Texas Tech’s decision to create a School of Veterinary Medicine has been met with criticism from Texas A&M University.
Lubbock-based Tech has plans to build a veterinary school in Amarillo to combat the shortage of veterinarians in rural areas of the state. In 2016, there were only 180 vets working in rural communities.
Texas A&M operates the only veterinary school in the state in College Station, and maintains that they already send veterinary students to the area where the Texas Tech’s school would be built, according to the Texas Tribune.
A&M is concerned that a second veterinary school is an inefficient way of using state funds and says that their school is more than capable of serving the veterinary needs for the state.
“It is completely redundant,” Eleanor Green, dean of the Texas A&M College of Veterinary Medicine, tells the Texas Tribune. “There’s nothing they’re talking about doing that we don’t already do.”
The West A&M campus is less than 20 miles from Amarillo and offers internships, rotations, residencies and research opportunities for vet students in rural areas and actively recruits students from rural communities, according to Green.
The school is also planning on expanding their freshman class size from 132 to 162 students in the next fall class. But a report from Texas Tech says that this could risk the quality of education at the world-class school.

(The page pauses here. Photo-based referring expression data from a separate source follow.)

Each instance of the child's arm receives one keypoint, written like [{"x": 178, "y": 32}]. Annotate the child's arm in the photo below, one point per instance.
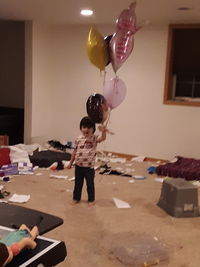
[
  {"x": 102, "y": 137},
  {"x": 72, "y": 157}
]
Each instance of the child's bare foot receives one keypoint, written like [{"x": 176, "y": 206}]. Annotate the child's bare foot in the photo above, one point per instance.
[
  {"x": 74, "y": 202},
  {"x": 90, "y": 204}
]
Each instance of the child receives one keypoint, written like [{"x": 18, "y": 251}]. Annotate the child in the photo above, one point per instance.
[
  {"x": 13, "y": 243},
  {"x": 84, "y": 156}
]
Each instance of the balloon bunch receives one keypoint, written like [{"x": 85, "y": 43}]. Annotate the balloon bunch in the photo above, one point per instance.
[{"x": 114, "y": 49}]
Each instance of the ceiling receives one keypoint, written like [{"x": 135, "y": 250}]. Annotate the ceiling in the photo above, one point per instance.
[{"x": 105, "y": 11}]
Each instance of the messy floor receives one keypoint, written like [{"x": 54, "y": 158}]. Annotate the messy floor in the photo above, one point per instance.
[{"x": 104, "y": 235}]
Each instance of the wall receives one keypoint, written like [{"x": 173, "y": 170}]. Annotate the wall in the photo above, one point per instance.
[
  {"x": 12, "y": 64},
  {"x": 63, "y": 79}
]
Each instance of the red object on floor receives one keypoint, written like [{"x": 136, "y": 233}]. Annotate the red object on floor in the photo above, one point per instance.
[
  {"x": 4, "y": 140},
  {"x": 4, "y": 156}
]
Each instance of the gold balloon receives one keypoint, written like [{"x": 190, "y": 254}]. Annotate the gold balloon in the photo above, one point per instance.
[{"x": 96, "y": 49}]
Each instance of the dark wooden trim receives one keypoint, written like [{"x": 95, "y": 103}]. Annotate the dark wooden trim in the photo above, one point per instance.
[
  {"x": 167, "y": 98},
  {"x": 183, "y": 103},
  {"x": 168, "y": 71}
]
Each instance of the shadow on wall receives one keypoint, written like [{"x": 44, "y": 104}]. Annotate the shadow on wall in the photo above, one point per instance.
[{"x": 12, "y": 124}]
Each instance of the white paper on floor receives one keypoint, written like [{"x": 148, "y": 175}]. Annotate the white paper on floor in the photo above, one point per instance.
[
  {"x": 117, "y": 160},
  {"x": 129, "y": 164},
  {"x": 58, "y": 176},
  {"x": 138, "y": 159},
  {"x": 139, "y": 177},
  {"x": 120, "y": 204},
  {"x": 160, "y": 180},
  {"x": 19, "y": 198},
  {"x": 197, "y": 183},
  {"x": 71, "y": 179}
]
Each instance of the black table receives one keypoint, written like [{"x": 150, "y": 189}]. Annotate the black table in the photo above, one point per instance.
[
  {"x": 48, "y": 252},
  {"x": 13, "y": 216}
]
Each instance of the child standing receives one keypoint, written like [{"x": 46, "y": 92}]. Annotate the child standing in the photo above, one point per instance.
[{"x": 84, "y": 156}]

Tech counters that having a second veterinary school will accomodate a larger amount of students and therefore be able to send more vets into rural settings.
“Texas is blessed with one of the world’s best vet schools, and for many good reasons,” Guy Loneragan, a veterinarian and Tech professor, tells the Texas Tribune. “But the growth in Texas has exceeded the capacity of any one institution and we’re developing a complementary program that together will more fully meet the needs of Texas than any one institution is doing at the moment.”
Tech’s program will also employ a non-traditional teaching method by placing students in residency style learning opportunities in rural clinics. This would get students involved in rural communities early on without having to build a pricey teaching hospital, according to Loneragan. He also adds that the school would be off state funds within 8 years.
Veterinarian Gregg Veneklasen, who works in the small town of Palo Duro Canyon, Texas, is opposed to Tech’s veterinary school, but says there is a real need to attract students who want to work in rural areas, and that the conflict between the two schools is taking attention away from this important issue.